In 2006, the University of Oslo group started a pilot study that reexamined LT in patients with nonresectable CRLM in the era of modern chemotherapy. To date, this group has reported 56 cases of LT for CRLM, and the reported 5-year overall survival (OS) of their two trials are 60 and 83%, respectively. Although most of the patients (44/56) experienced disease recurrence, reported patient survival rates were far superior to those of receiving chemotherapy alone.3,4 Central to the success of the Norwegian protocol was the careful selection of patients who demonstrated sustained disease control, with a latency period before LT, to maximize the likelihood of no extrahepatic disease and favorable tumor biology. Following the Norwegian success, the number of LT for nonresectable CRLM increased worldwide, and the International Hepato-Pancreato-Biliary Association consensus guidelines emerged in 2021.5,6,7
In the United States, the modern-era LT for nonresectable CRLM in 2017, followed shortly by other major centers. Emerging reports from North American experiences have drawn to light similar successes to the outcomes from Oslo.8 However, the current state of LT for CRLM in the United States remains uncharacterized. No contemporary report has described this reemergent indication’s donor, recipient, and center characteristics for LT.

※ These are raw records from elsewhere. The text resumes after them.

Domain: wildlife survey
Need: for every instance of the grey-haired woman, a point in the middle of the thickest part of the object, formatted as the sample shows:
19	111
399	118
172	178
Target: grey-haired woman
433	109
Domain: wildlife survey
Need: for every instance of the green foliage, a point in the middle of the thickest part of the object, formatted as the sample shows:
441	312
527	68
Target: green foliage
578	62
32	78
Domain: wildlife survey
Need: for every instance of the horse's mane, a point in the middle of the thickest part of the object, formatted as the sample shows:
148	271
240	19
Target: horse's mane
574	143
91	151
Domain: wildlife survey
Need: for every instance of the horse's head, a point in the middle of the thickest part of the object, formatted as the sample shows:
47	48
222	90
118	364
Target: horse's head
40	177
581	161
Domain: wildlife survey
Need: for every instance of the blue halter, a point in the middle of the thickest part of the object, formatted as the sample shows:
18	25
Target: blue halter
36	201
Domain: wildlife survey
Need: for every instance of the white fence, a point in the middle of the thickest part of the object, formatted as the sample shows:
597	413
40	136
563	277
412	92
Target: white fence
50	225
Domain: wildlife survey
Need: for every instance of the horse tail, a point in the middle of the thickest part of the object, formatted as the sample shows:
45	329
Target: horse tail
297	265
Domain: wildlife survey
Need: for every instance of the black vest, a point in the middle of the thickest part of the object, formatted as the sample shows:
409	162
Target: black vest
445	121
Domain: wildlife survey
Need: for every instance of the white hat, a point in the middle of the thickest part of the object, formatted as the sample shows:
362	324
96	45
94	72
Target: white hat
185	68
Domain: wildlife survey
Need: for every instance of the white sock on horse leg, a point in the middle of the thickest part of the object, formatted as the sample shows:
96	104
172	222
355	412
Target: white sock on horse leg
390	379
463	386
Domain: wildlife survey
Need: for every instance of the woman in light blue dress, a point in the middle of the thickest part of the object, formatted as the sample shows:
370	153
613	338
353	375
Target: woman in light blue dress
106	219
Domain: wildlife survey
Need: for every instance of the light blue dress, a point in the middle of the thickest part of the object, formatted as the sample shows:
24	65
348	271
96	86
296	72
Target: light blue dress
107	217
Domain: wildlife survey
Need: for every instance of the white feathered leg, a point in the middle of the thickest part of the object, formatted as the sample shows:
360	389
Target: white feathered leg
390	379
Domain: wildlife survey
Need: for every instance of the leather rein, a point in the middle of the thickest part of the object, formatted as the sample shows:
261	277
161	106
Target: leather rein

Thus, we set out to understand the trends in LT for CRLM in the United States through an analysis of the United Network Organ Sharing (UNOS) standard transplant and recipient data file. Our objective was to understand trends in LT for CRLM with a focus on donor, recipient, and center characteristics as possible through the UNOS dataset, while understanding inherent limitations in this national registry.
Materials and Methods
Study Population
This study was conducted using the United Network Organ Sharing (UNOS) standard transplant and recipient file data and included listed and transplanted patients between December 2017 and March 2022. Only adult recipients (age > 17 yr) were included. Patients who received multiple organ transplants were excluded from the study. LT for CRLM was identified from variables: “DIAG_OSTXT”; “DGN_OSTXT_TCR”; “DGN2_OSTXT_TCR”; and “MALIG_TY_OSTXT.” The primary outcome of this study was to understand contemporary trends in LT for CRLM, specifically regarding donors, recipients, and performing centers. Therefore, detailed characteristics of listed patients with CRLM were investigated, including patients, donors, and transplant characteristics. The groups consisted of transplants for HCC within high-risk pathological characteristics, transplants for iCCA/hCCA, and transplants for CRLM. HCC with high-risk pathological features was defined as outside Milan Criteria with vascular invasion and/or poorly differentiated components in the pathological specimen. This study was approved by the Institutional Review Board of Stanford University (IRB No. 66782).
Statistical Analysis
Summary statistics were reported as frequencies with percentages, or median values, and interquartile range (IQR). Differences between categorical values were estimated using the chi-square test. In contrast, differences between continuous values were assessed with the Mann-Whitney U test or the Kruskal-Wallis test as appropriate. The Kaplan-Meier method was used to evaluate decease-free survival (DFS) and overall survival (OS) and tested by using the log-rank test. Intraoperative death was included in the survival analyses. Statistical significance was established as P < 0.05.
Results
Overall Characteristics of LT for CRLM
From December 2017 to March 2022, a total of 64 patients were listed for nonresectable CRLM in the United Network for Organ Sharing (UNOS) within respective regions of the United States. Of the 64 patients, 46 (71.9%) received LT, eight (12.5%) were removed from the list, and ten were still on the list as of this analysis. Of 11 UNOS regions, all regions except Region 1 performed LT for CRLM during this period. Nineteen transplant centers listed patients, and 15 centers performed LT for CRLM. Most of them were active liver transplant centers, which performed more than 50 cases per year during the study period (16/19 and 14/15). Five centers performed five or more transplants for CRLM. During the study period, the listed number of CRLM patients increased, and nearly 20 nonresectable CRLM patients were listed in 2020 and 2021 (Fig. 1a). The annual transplanted number of LT for nonresectable CRLM during the study period increased regardless of the introduction of the new allocation system or the COVID-19 pandemic in the winter of 2020 (Fig. 1b). Of 64 patients, 34 patients were listed by centers located different from their home state, and 21 patients were listed by centers that required travel beyond adjacent states (Fig. 1c).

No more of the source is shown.